“Remember hope is a good thing, maybe the best of things, and no good thing ever dies.”
- Stephen King
Dear Readers,
Just a few days ago I watched one of my best friends move out of his childhood home, putting an end to an important and detrimental part of his past. I watched as he walked through the door again, touching walls and dressers like artifacts from millenniums ago, interjecting a personal story that gave a simple object like a door, an entirely new meaning. He took with him only a handful of pictures and a dresser he could use for the most practical sense—there was no scramble to collect every defining object—there was no urgency to gather up the door knobs and collect every nail in an effort to save his house—there was no push or struggle to lament the past and grab onto it one last time. In losing his house, my best friend opened my eyes to the things we tend to lose in the midst of our day: selfless kindness and adoration for the non-material aspects of our lives.
Most of us spend our days consumed with concepts of money, materials, and personal gains. We’re obsessed with owning luxurious cars and mansions because of the selfish focus on ourselves. We fight to push others out of the way because we’re taught at a young age the reality of the statement: “nice guys finish last.” We allow the dilemma of our phone dying or our laptop crashing to parallel a tragic loss of a loved one.

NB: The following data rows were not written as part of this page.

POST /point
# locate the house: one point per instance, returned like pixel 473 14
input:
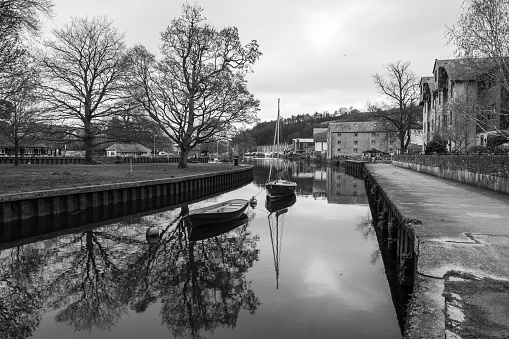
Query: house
pixel 127 149
pixel 353 138
pixel 303 145
pixel 28 148
pixel 461 104
pixel 320 138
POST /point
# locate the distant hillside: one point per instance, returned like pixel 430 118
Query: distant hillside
pixel 300 126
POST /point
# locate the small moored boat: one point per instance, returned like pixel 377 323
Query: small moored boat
pixel 220 212
pixel 206 231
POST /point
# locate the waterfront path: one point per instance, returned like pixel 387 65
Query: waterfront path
pixel 461 288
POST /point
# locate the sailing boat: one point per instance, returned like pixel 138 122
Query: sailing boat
pixel 279 184
pixel 277 208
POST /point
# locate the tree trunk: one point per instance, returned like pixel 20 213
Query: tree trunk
pixel 184 153
pixel 88 144
pixel 16 151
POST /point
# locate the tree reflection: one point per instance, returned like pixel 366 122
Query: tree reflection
pixel 20 298
pixel 208 289
pixel 94 277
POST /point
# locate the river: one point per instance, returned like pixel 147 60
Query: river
pixel 311 270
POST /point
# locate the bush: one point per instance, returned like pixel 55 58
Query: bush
pixel 435 146
pixel 478 149
pixel 501 149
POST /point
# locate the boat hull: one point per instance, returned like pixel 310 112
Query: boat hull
pixel 217 213
pixel 206 231
pixel 280 188
pixel 279 203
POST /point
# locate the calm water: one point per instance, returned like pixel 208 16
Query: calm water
pixel 312 270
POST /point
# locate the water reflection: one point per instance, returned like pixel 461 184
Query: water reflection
pixel 277 207
pixel 94 277
pixel 299 268
pixel 320 182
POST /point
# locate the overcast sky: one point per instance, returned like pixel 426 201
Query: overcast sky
pixel 318 55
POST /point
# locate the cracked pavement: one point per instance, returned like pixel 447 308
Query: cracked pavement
pixel 463 233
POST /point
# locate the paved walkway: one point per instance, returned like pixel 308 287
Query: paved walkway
pixel 462 283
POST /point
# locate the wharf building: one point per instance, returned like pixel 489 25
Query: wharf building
pixel 354 138
pixel 462 104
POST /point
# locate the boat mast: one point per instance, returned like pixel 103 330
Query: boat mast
pixel 277 129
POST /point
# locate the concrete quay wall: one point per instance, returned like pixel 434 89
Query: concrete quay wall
pixel 483 171
pixel 15 208
pixel 448 243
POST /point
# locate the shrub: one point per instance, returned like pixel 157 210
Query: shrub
pixel 478 149
pixel 435 146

But when I watched my best friend accept the greatest blow of losing his physical home to the greedy hands of a bank, I learned an important lesson in appreciation. I spend more time worrying about the grade on a test and the haunting fear of graduation than I do on calling my parents once a day or telling people how much they mean to me. I obsess over the smallest of problems that I often lose sight of the important things in life; the greatest fault any human being has is forgetting how lucky they are to be alive.
When I asked him if he was sad, my friend replied with a simple: “Of course, but there’s nothing I can do to prevent it.” He asked for no pity or sympathy because he understands that playing the role of the martyr doesn’t change the hands we are dealt in this life—to accept the fact that life is unfair and channel positivity despite that knowledge is how we achieve true success. In the face of constant tragedy, he’ll never ask the question: “Why Me?” but will rather counter it with “Why Not Me?” Life doesn’t play favorites—it has no mercy or sympathy for those that struggle but pushes and tries the wounded so they can become the strongest.

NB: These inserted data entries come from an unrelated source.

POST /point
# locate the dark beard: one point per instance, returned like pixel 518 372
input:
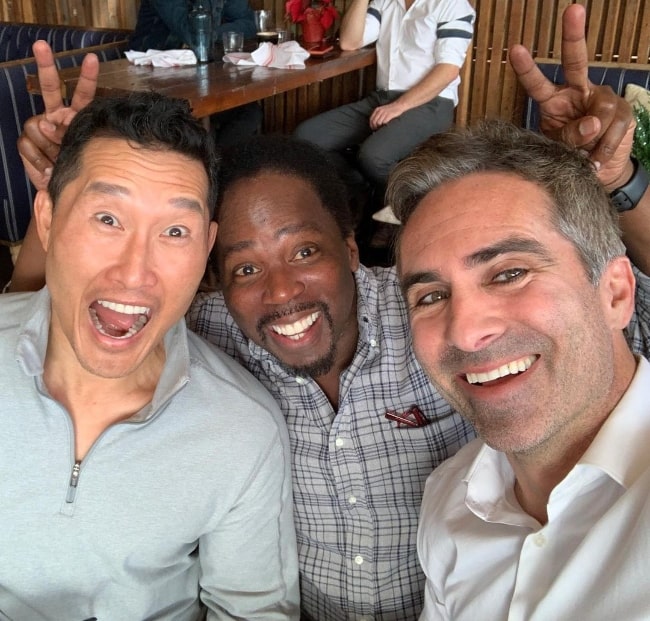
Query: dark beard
pixel 319 367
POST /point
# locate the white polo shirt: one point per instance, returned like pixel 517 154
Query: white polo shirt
pixel 410 43
pixel 487 559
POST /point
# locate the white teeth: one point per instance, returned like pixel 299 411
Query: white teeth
pixel 294 330
pixel 511 368
pixel 126 309
pixel 134 329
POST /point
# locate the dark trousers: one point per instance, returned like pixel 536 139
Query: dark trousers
pixel 348 126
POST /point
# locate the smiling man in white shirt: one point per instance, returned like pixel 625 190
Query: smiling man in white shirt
pixel 520 295
pixel 421 46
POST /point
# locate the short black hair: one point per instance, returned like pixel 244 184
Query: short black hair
pixel 288 156
pixel 148 119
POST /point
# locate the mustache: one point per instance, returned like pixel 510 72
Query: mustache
pixel 271 318
pixel 455 360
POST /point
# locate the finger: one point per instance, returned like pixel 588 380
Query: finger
pixel 34 146
pixel 529 75
pixel 38 174
pixel 575 58
pixel 48 76
pixel 84 92
pixel 616 139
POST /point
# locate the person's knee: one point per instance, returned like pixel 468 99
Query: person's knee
pixel 310 131
pixel 376 164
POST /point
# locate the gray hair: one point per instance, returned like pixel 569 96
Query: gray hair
pixel 582 212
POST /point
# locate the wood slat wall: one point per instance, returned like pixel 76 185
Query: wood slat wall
pixel 618 30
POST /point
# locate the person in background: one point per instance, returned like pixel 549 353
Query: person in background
pixel 521 302
pixel 164 25
pixel 145 474
pixel 330 339
pixel 421 46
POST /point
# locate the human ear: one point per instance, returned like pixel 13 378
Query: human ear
pixel 43 208
pixel 617 288
pixel 353 253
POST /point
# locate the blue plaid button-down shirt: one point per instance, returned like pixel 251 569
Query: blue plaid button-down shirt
pixel 358 478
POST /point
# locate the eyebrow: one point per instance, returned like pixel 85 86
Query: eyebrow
pixel 507 246
pixel 115 189
pixel 282 232
pixel 480 257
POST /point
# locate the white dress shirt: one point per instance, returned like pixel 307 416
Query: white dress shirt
pixel 410 43
pixel 487 559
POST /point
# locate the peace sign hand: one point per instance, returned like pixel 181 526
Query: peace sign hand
pixel 39 143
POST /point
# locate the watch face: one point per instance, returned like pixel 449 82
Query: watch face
pixel 628 196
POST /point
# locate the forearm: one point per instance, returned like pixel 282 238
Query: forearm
pixel 430 86
pixel 636 233
pixel 352 25
pixel 635 223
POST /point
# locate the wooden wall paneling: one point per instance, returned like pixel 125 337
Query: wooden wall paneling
pixel 643 52
pixel 482 33
pixel 496 61
pixel 629 41
pixel 596 20
pixel 557 24
pixel 608 46
pixel 509 108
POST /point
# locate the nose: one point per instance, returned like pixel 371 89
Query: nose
pixel 282 284
pixel 133 264
pixel 474 320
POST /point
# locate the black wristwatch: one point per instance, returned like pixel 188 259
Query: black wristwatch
pixel 628 196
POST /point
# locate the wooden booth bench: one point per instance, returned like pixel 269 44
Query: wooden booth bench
pixel 70 45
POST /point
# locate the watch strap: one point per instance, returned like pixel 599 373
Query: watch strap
pixel 628 196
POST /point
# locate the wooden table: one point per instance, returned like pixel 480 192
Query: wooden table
pixel 215 86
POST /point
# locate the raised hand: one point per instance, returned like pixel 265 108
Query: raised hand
pixel 39 143
pixel 580 113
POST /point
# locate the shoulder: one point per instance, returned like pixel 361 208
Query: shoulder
pixel 444 487
pixel 220 381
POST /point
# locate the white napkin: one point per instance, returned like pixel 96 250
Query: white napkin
pixel 162 58
pixel 287 55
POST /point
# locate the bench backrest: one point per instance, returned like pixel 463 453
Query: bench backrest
pixel 16 106
pixel 616 75
pixel 16 40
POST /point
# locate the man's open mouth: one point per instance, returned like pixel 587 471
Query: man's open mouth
pixel 511 368
pixel 120 321
pixel 295 330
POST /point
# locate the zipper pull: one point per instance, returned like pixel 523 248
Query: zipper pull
pixel 74 480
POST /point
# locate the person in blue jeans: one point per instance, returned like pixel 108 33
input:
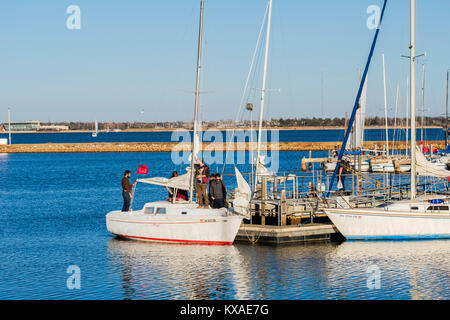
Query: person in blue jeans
pixel 218 192
pixel 126 190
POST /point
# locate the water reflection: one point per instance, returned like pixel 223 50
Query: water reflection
pixel 171 271
pixel 409 270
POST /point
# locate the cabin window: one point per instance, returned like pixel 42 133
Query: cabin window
pixel 161 210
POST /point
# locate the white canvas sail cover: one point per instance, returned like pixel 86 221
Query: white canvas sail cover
pixel 180 182
pixel 427 168
pixel 242 195
pixel 360 119
pixel 261 169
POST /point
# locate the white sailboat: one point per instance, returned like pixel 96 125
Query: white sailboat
pixel 182 221
pixel 426 217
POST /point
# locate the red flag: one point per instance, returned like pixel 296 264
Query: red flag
pixel 142 169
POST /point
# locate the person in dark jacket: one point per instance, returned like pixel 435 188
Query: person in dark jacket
pixel 343 170
pixel 126 190
pixel 202 179
pixel 218 192
pixel 211 179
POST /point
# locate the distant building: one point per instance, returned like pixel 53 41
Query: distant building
pixel 54 128
pixel 23 126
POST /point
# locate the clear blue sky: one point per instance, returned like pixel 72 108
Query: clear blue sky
pixel 138 54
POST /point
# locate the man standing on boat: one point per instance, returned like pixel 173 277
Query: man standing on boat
pixel 202 179
pixel 218 192
pixel 126 190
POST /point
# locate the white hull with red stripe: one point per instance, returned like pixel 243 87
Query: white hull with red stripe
pixel 175 222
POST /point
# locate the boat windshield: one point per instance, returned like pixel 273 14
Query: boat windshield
pixel 383 205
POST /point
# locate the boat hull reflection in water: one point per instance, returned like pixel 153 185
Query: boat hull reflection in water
pixel 409 219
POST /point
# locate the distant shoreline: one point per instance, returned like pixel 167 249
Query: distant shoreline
pixel 108 147
pixel 220 129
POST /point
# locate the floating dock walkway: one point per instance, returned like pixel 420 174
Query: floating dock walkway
pixel 264 234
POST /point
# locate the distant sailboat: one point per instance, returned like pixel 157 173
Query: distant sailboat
pixel 95 133
pixel 425 217
pixel 178 220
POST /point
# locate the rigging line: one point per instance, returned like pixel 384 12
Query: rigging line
pixel 241 108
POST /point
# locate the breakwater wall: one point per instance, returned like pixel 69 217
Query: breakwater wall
pixel 186 147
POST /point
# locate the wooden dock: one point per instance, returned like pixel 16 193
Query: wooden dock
pixel 266 234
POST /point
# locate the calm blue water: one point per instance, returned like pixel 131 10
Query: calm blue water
pixel 52 216
pixel 431 134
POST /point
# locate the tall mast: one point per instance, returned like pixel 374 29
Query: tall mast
pixel 407 115
pixel 197 86
pixel 385 106
pixel 423 101
pixel 263 88
pixel 9 125
pixel 446 114
pixel 412 47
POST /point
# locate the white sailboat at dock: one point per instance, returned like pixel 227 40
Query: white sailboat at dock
pixel 182 221
pixel 424 217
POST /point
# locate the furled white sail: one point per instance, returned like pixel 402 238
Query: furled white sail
pixel 360 118
pixel 179 182
pixel 261 169
pixel 197 145
pixel 427 168
pixel 242 195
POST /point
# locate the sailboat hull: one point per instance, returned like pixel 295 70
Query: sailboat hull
pixel 374 224
pixel 195 226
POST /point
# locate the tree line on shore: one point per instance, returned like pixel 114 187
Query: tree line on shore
pixel 282 123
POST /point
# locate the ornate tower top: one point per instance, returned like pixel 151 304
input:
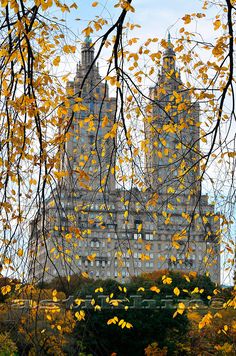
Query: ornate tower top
pixel 87 52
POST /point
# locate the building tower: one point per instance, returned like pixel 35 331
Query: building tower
pixel 89 226
pixel 173 133
pixel 89 158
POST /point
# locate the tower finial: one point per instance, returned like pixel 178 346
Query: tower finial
pixel 88 40
pixel 169 43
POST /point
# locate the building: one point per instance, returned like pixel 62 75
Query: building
pixel 90 226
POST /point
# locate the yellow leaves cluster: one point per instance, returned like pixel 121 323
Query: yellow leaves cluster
pixel 45 4
pixel 69 49
pixel 112 133
pixel 166 280
pixel 80 315
pixel 187 19
pixel 217 24
pixel 91 257
pixel 176 291
pixel 180 310
pixel 155 289
pixel 206 320
pixel 60 174
pixel 124 4
pixel 122 323
pixel 6 289
pixel 99 289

As we turned to leave I watched my friend struggle to dismantle the hinges of a simple door to a bedroom. He fought to meticulously yank the screws from their place before giving it a glance of goodbye and heading out the door. When I asked him why he wanted the door so badly he told me the day after his mom died he discovered someone had carved the word “hope” on the door. To this day he still doesn’t know who carved those words, but that wasn’t the point—hope can be found even in the simplest of places given to us by mysterious strangers. It’s very easy for us to give up when we lose a parent or our own house, but we hold onto the little hope that’s carved into us.
Next time you fail a test or crack your phone realize that there are people struggling every day that refuse to pity themselves or their situation. Those people are usually the ones smiling the hardest or entertaining a crowd through stories, laughter, or music because they know that to conquer life’s constant beatings we must always find the hope for happiness.